Back to All Events

Class 13.2: Apology

Class 13.2: Apology

We have now spent several sessions thinking about how to manage ongoing conflicts. Today we’re going to pivot and start trying to think about how to move forward from conflict. Our topics are going to include apology, forgiveness, revenge, and giving up on someone. But we’ll start with apology.

Emerick, Stockdale, and Yap

Today’s reading is co-authored by three different philosophers: Barrett Emerick, Katie Stockdale, and Audrey Yap. Emerick teaches at St. Mary’s College in Maryland, and Stockdale and Yap both teach at Victoria University, on Vancouver Island in Canada. Emerick and Yap have also written other things together, including a new book about prison abolition.

Although most of the things that we have read this semester have single authors, and although single-authored work is still much more common in philosophy than in many other disciplines, there are no good general reasons why philosophy can’t be a collaborative effort. As you know from seeing the questions at David Shoemaker’s talk, a large part of trying out and improving your ideas in philosophy is sharing them with other people, seeing what they are persuaded by and what they still need convincing about, and learning from their objections and input. All published work in philosophy is the result of conversations like this - Langton notes in her article that even some of Kant’s major published work borrows whole passages from his letters to von Herbert, where he figured out what he thought about something by corresponding with her.

Emerick

Yap

Stockdale

Apologies

There is a relatively large amount that philosophers have written about apologies (and forgiveness, our topic for next time). Much more than philosophers have written about other topics concerning interpersonal relationships and interpersonal conflict. Lots of this work concerns what it means to apologize, or what apologies are. You will see that Emerick, Stockdale, and Yap don’t worry too much about this question. They say a very little about it, but they are mostly concerned about ways in which apologies can misfire or be abused or have unjust effects even if not abused.

Illocutionary Acts

One big word that the authors use in passing that they assume that their reader will be familiar with, is that they say that apologies are illocutionary. This word comes from the philosopher J.L. Austin, who wrote a book called How to Do Things With Words that is very helpful for thinking about… (surprise) what we do with words and how we do those things. Austin distinguished between three categories of things that you can do with words - or at least, which you can do by saying words. The first, which Austin called locutionary acts, just consist in saying some words. If you have said the words ‘where is the john?’, then there is a particular locutionary act - the act of uttering just these words in just this order - that you have performed and that is also performed by anyone else who says just these words in just this order.

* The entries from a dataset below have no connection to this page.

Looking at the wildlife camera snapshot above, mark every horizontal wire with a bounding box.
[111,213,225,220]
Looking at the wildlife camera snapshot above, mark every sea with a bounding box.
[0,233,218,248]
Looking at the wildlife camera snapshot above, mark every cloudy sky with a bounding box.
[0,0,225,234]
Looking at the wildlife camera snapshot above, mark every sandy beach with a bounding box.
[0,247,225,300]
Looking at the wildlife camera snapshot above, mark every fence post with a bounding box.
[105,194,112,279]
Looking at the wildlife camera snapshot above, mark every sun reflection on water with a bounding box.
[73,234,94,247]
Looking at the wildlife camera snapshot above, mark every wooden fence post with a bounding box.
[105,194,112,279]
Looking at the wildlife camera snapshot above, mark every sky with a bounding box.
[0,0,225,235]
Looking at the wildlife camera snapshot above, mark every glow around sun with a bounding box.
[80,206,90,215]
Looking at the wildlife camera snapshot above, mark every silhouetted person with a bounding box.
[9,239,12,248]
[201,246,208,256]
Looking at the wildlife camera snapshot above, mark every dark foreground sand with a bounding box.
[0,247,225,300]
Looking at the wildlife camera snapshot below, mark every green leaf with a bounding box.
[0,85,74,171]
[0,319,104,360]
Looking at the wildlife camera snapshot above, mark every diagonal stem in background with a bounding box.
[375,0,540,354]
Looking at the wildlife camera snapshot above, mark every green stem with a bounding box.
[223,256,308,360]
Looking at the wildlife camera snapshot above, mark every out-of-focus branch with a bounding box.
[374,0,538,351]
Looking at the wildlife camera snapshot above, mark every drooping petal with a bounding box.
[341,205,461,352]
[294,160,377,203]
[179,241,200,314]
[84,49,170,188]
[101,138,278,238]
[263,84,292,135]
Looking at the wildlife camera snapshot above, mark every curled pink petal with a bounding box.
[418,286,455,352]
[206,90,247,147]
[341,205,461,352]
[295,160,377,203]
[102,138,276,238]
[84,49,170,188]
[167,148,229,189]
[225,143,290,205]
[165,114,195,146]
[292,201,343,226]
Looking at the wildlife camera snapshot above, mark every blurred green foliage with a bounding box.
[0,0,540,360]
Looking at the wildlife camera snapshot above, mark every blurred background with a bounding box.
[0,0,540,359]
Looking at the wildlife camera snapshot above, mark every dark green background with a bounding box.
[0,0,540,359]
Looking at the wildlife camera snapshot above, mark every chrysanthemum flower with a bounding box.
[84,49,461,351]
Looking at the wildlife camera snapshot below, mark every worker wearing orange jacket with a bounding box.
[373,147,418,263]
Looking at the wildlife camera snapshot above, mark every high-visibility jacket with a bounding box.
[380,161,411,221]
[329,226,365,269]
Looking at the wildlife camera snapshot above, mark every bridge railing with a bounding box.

But Austin pointed out that you can use these words to do different things. You can use them to ask where the restroom is. You can use them to express surprise that someone else doesn’t know where the restroom is. You can use them to perform a play. Austin called the things that you do with words that depend on the other people understanding what you are up to with those words - things like saying, asking, implying, telling, acting, and so on - illocutionary acts.

And the third kind of act distinguished by Austin is when your words have effects that are not part of what listeners need to understand what you are up to, but are downstream later effects of your having said those words. For example, you might offend someone by standing up during their lecture and asking ‘where is the john?’. Or you might reveal to them that you speak English, or perhaps lead them to think (since you asked this in Paris) that you don’t speak French. Those are all what Austin called perlocutionary acts.

The authors of our article say that apologizing is an illocutionary act. It’s not a locutionary act, because you can say the words ‘I’m sorry’ without genuinely apologizing. And it’s not a perlocutionary act, because whether you’ve apologized or not doesn’t depend on whether your apology is accepted or your relationship is repaired or any of those things that it might lead to.

Sincerity

One of the authors’ main theses in their article is that there are ways that even sincere apologies can go wrong. To appreciate what they are trying to say, it is important to keep track of several levels of ways in which something can fail to be a perfect apology.

First, someone can utter the words ‘I’m sorry’ without even counting as apologizing. You can do so while on stage - for example, while acting out a scene with someone who you have wronged. When you say ‘I’m sorry’ to them, you’re not apologizing; you’re just acting out your character apologizing to their character. Similarly, even if you are not acting, you could say ‘I’m sorry’ sarcastically or with other clues that make it clear that it is not a genuine apology at all.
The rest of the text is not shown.